Il ajoute que les responsables jordaniens ont salué le travail effectué par Israël pour trouver des solutions au problème du manque d’eau dans la région.

« Quand ils ont évoqué Israël à ce sujet, » renchérit Lindholm, « ils se sont montrés très élogieux ».

La politique étrangère au premier plan

Les potentiels candidats républicains à la Maison Blanche ont pris la parole devant le club alors que les primaires se profilent à l’horizon. Le gouverneur de Floride, Ron DeSantis, s’est adressé aux membres du groupe au mois de septembre dernier, et l’ancien vice-président américain Mike Pence a été au cœur d’un événement organisé au mois d’avril.

L’ancien vice-président américain Mike Pence pendant un rassemblement à Manchester, dans le New Hampshire, le 17 août 2022. (Crédit : AP Photo/Charles Krupa)

« Entre ces deux personnalités et personnellement, je pense véritablement que DeSantis est l’avenir du parti républicain », s’exclame Lei Wang, représentant d’une firme immobilière chinoise majeure aux États-Unis. « Mais il pourrait ne pas avoir la chance, cette fois-ci, d’obtenir la nomination. Je pense encore que c’est Trump qui l’emportera s’il ne rencontre pas sur son chemin de déboires judiciaires ».

DeSantis a annoncé sa candidature mercredi soir lors d’un entretien avec Elon Musk, le directeur-général de Twitter.

« Au bout du compte, nous voulons gagner », a expliqué Sayago. « Je pense que les républicains en ont assez. Nous pensions que nous remporterions le sénat, nous ne l’avons pas remporté. Mais je pense pour être juste qu’aujourd’hui, la réalité, c’est que la majorité de ces candidats sont trop timides, qu’ils restent dans l’ombre parce qu’ils attendent comment les choses vont se passer pour Trump – parce que Trump reste, quoi qu’on en dise, un sujet brûlant ».

Même si une tendance bipartisane nette, aux États-Unis, semble favoriser une réduction de l’engagement américain au Moyen-Orient, les membres du Lincoln Club œuvrent à inverser ce qu’ils considèrent comme une erreur stratégique.

« Ce qui se passe avec l’Iran et avec l’Arabie saoudite est un grand problème pour moi », dit Sayago en évoquant le rapprochement récent entre l’ennemi juré d’Israël et le royaume arabe avec lequel Netanyahu tente d’établir des relations diplomatiques.

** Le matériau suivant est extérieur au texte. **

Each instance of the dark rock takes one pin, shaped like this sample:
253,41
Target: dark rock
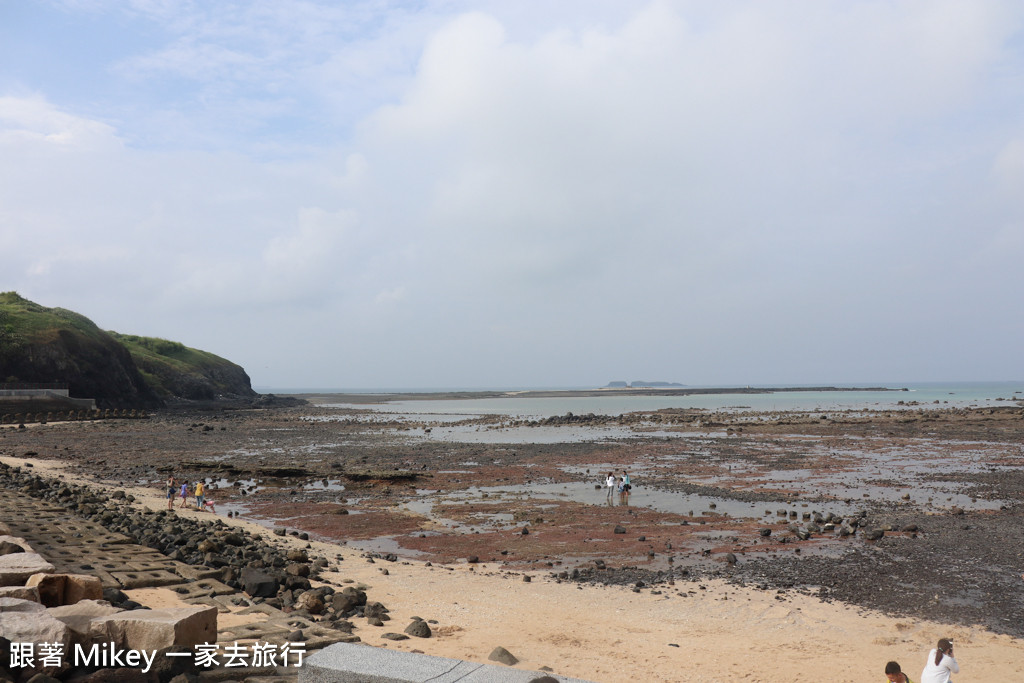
258,584
502,655
419,629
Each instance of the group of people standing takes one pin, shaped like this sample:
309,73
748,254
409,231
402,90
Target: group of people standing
184,491
938,669
621,483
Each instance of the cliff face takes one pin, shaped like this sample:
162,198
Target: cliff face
177,372
39,344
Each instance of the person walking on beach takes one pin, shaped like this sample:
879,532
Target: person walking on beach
895,674
940,664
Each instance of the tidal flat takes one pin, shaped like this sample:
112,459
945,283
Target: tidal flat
914,512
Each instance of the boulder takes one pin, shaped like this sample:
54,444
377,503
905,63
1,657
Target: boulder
419,629
158,629
311,602
15,568
258,584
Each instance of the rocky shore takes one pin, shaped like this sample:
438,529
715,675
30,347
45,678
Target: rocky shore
913,513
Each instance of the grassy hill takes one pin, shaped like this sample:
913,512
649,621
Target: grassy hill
175,371
40,344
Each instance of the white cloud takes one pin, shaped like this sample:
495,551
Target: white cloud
562,188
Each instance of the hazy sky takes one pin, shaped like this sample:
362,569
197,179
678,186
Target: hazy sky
433,194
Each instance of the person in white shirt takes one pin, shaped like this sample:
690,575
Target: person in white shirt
940,664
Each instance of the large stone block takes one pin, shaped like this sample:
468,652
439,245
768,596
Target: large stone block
79,615
27,622
66,589
158,629
15,568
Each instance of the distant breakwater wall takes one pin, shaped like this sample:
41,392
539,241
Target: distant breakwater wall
60,395
23,416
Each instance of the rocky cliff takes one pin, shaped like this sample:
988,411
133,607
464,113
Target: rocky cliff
177,372
40,344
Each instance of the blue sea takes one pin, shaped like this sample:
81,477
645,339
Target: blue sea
958,394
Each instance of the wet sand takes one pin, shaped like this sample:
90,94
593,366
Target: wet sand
730,622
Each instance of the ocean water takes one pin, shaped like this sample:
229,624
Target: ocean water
962,394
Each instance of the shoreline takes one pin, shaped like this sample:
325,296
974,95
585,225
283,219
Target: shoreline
380,396
706,631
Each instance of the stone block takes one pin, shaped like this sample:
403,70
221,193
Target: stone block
27,622
15,568
158,629
79,615
82,587
66,589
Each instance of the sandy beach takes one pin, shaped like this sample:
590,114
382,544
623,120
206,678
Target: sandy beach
700,631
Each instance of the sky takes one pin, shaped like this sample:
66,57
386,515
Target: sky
493,194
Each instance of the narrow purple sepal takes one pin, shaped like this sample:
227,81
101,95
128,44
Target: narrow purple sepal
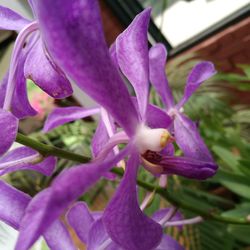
60,116
200,73
157,73
123,219
157,118
49,204
10,20
78,46
189,140
132,56
47,76
22,158
9,126
81,220
112,52
20,105
99,139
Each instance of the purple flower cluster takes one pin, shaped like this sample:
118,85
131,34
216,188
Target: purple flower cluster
66,42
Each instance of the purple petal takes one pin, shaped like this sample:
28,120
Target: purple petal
12,204
9,126
49,204
58,238
132,56
60,116
157,73
157,118
112,52
80,219
20,105
77,44
3,86
47,76
100,138
99,239
187,167
189,140
10,20
123,219
200,73
168,243
22,158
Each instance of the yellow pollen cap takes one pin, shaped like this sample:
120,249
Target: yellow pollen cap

« J’ai personnellement le sentiment que les États-Unis doivent s’impliquer parce qu’Israël est au premier plan de tout le reste, de notre point de vue », poursuit-il. « D’ici deux ans, nous aurons des élections. Je pense que nous serons capables de nous saisir à la fois de la présidence et du sénat. Je veux garantir que les candidats ont bien conscience de ce que sont nos convictions d’un point de vue purement commercial et de ce qui est important pour nous en matière de protection. Les affaires étrangères sont importantes, même si nous avons, nous aussi, nos propres problèmes ».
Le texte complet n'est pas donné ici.